Illinois Researchers to Develop Track Components for Rail Transit Systems

2/10/2015 5:47:00 AM

Yeh Center
Yeh Center

Researchers at the University of Illinois at Urbana-Champaign will work to develop better track components for rail transit systems, thanks to a $2.4 million, two-year grant from the U.S. Department of Transportation Federal Transit Administration. The Rail Transportation and Engineering Center (RailTEC) in U of I’s Department of Civil and Environmental Engineering (CEE) will develop new designs for concrete crossties and fastening systems used in light rail, heavy rail and commuter rail infrastructure that take into account their unique loading conditions.

“The resulting components will be more resilient to their respective loading environments and should allow transit agencies to increase the effectiveness of their capital spending by designing infrastructure components that will accommodate the specific types of loads encountered,” said J. Riley Edwards, senior lecturer and research scientist at RailTEC. Edwards was recently named one of Progressive Railroading magazine’s 2015 Rising Stars. The Rising Stars Award program recognizes the top 20 people under the age of 40 who are making a positive difference in railroading through their company, organization, department or team. Rising Stars award recipients are recognized as up-and-coming leaders in the railroad industry.

The research team—made up of experts in transportation, structures and materials in CEE—will work with transit industry partners from across the country. Just one such partner, New York City Transit, is among the largest transit providers in the world, providing more than 5.5 million weekday rides through the operation of 8,000 trains per day, Edwards said.

The work will be done at RailTEC’s new Research and Innovation Laboratory (RAIL) at the Schnabel Laboratory on the campus of the U.S. Army Corps of Engineers Construction Engineering Research Laboratory in northwest Champaign and at rail transit field test sites around the nation, including one on New York City Transit.

“This is our first project sponsored by the Federal Transit Administration and we are excited about the opportunity,” said CEE Professor Chris Barkan, director of RailTEC.

The University of Illinois at Urbana-Champaign has been a leader in rail education and research for more than a century.
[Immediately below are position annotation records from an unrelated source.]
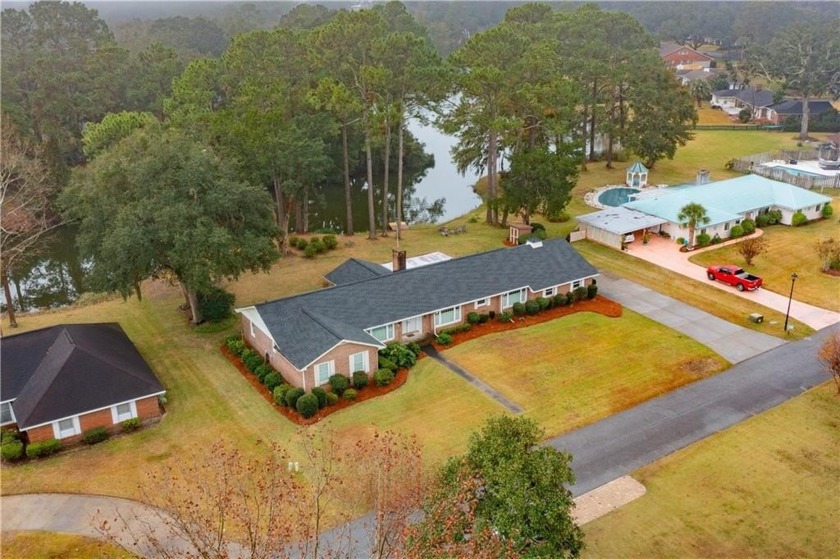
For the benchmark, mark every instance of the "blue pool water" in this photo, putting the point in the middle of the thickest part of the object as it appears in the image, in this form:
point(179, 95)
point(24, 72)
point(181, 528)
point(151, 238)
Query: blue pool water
point(614, 197)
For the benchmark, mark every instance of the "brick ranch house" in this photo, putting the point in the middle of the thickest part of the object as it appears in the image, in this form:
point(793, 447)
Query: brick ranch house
point(339, 329)
point(60, 381)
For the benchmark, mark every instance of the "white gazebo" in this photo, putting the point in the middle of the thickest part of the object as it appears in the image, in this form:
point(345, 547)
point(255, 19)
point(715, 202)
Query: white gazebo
point(637, 175)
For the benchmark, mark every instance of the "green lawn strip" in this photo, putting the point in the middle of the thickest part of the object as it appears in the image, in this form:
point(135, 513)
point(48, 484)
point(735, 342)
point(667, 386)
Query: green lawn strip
point(791, 249)
point(717, 302)
point(577, 369)
point(435, 405)
point(764, 488)
point(51, 545)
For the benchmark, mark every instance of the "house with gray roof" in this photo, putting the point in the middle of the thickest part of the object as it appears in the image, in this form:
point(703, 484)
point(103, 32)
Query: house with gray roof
point(727, 203)
point(339, 329)
point(60, 381)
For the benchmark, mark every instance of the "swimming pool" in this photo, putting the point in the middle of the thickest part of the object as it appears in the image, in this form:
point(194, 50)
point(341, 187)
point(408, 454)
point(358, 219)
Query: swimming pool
point(614, 197)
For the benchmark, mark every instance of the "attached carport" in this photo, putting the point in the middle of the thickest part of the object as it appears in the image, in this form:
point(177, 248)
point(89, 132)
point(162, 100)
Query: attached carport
point(610, 226)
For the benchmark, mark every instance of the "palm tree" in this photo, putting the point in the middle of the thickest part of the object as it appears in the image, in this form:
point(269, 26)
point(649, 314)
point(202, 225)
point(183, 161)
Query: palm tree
point(700, 89)
point(690, 215)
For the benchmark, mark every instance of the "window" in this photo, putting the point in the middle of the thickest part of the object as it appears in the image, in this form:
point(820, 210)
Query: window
point(121, 412)
point(323, 372)
point(512, 297)
point(383, 333)
point(359, 362)
point(448, 316)
point(6, 414)
point(66, 428)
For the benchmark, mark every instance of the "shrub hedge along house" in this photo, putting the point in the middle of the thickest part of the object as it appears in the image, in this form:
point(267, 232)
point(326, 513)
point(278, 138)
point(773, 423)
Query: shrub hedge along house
point(62, 381)
point(339, 329)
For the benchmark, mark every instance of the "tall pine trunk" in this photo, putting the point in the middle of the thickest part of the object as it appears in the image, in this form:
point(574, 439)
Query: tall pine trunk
point(348, 195)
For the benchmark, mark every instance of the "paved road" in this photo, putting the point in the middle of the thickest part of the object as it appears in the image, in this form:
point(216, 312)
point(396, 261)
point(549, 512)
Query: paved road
point(732, 342)
point(619, 444)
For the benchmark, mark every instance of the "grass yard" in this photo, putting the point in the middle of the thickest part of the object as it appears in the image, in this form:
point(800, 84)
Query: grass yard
point(577, 369)
point(49, 545)
point(698, 294)
point(791, 249)
point(764, 488)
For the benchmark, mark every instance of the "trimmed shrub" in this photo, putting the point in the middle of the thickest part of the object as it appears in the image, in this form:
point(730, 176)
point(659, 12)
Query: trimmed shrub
point(532, 307)
point(385, 363)
point(215, 304)
point(292, 397)
point(360, 379)
point(330, 242)
point(307, 405)
point(95, 435)
point(11, 451)
point(43, 448)
point(383, 377)
point(749, 226)
point(130, 425)
point(320, 395)
point(339, 383)
point(280, 392)
point(263, 371)
point(272, 380)
point(444, 339)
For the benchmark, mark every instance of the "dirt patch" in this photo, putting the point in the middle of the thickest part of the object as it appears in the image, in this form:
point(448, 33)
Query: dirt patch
point(366, 393)
point(599, 304)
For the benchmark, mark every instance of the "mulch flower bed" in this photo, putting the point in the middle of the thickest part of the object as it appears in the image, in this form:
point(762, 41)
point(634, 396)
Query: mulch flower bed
point(599, 304)
point(366, 393)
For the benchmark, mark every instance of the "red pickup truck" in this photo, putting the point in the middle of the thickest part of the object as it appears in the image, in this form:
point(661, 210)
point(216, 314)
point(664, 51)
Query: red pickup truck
point(734, 275)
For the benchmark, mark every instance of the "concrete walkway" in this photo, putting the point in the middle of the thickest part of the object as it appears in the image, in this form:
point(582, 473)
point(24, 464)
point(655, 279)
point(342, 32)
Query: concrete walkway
point(476, 382)
point(732, 342)
point(663, 252)
point(619, 444)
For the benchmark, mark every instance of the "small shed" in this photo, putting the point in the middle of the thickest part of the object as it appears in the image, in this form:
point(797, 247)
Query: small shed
point(517, 230)
point(636, 175)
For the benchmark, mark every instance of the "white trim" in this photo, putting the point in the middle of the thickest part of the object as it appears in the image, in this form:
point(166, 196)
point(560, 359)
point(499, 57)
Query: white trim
point(132, 412)
point(77, 427)
point(28, 427)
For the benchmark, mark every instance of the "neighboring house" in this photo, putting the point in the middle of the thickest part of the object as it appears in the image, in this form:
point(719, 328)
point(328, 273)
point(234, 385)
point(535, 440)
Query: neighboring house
point(682, 57)
point(339, 329)
point(727, 203)
point(732, 101)
point(60, 381)
point(779, 112)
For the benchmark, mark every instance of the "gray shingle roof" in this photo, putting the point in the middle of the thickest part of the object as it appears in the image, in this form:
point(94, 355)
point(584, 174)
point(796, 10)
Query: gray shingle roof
point(68, 370)
point(305, 326)
point(353, 270)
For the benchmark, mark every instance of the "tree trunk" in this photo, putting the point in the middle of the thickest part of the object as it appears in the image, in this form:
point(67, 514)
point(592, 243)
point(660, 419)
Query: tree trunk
point(386, 177)
point(7, 292)
point(371, 205)
point(348, 197)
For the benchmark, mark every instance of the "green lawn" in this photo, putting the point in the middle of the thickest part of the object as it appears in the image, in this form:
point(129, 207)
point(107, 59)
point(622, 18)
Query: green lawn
point(695, 293)
point(764, 488)
point(791, 249)
point(48, 545)
point(577, 369)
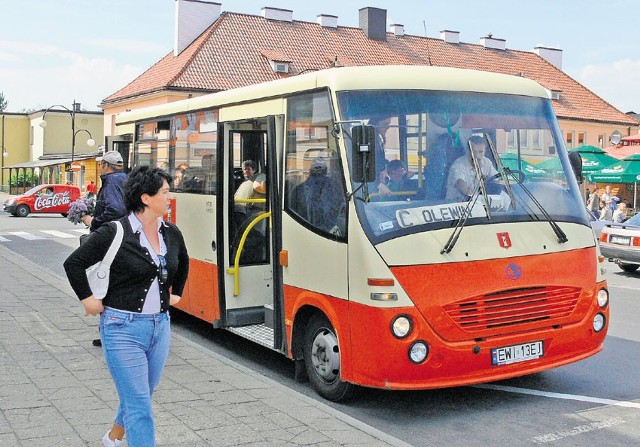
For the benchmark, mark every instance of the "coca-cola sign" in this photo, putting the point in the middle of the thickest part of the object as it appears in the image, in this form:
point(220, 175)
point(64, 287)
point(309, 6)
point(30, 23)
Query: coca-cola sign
point(58, 199)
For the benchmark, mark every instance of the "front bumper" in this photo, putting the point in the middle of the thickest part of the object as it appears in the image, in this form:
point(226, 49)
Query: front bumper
point(629, 255)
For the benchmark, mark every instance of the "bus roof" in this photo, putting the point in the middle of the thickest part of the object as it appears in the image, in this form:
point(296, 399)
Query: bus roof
point(386, 77)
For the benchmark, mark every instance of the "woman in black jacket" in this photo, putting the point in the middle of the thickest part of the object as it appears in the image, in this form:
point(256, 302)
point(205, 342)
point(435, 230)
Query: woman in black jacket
point(148, 274)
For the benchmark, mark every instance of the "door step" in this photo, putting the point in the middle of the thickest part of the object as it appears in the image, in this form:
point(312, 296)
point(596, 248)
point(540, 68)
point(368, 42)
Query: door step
point(258, 333)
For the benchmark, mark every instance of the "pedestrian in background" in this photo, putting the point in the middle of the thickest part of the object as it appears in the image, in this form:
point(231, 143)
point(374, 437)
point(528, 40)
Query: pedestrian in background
point(92, 189)
point(110, 203)
point(110, 200)
point(147, 276)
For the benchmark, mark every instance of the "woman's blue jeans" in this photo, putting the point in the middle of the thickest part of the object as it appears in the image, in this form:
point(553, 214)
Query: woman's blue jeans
point(135, 348)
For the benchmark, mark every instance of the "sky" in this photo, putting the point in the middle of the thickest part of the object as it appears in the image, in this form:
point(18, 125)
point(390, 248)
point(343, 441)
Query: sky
point(55, 52)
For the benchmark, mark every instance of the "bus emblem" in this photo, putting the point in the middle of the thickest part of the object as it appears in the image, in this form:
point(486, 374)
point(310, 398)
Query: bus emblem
point(504, 240)
point(514, 271)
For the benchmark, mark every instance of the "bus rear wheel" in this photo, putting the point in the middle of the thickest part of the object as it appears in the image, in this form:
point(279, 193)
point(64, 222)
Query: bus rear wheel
point(322, 360)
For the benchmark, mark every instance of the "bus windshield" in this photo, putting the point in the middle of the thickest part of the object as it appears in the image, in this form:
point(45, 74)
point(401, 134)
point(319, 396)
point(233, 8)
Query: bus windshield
point(442, 156)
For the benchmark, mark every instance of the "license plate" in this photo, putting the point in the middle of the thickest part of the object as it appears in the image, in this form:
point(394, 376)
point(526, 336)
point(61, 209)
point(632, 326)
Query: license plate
point(620, 240)
point(517, 353)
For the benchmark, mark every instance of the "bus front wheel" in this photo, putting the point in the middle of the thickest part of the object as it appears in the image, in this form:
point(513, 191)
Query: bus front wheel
point(322, 360)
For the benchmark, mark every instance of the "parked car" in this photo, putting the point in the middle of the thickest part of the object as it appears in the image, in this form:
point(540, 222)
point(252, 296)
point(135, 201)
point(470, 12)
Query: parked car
point(43, 199)
point(596, 223)
point(620, 243)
RailTEC at Illinois has the most extensive curriculum in railroad engineering of any university in North America, complemented by an extensive research program in rail engineering and transportation.

The project, "Resilient Concrete Crosstie and Fastening System Designs for Light Rail, Heavy Rail, and Commuter Rail Transit Infrastructure," will involve the following rail transit industry partners: the American Public Transportation Association, New York City Transit, MetroLink (St. Louis), TriMet (Portland, Ore.), Metra (Chicago), Amtrak, CXT Concrete Ties Inc., GIC Inc., Pandrol USA, Amsted RPS and Hanson Professional Services Inc.

CEE graduate research assistants (left to right) Matthew Csenge, Henry Wolf and Matthew Greve in a New York City subway station.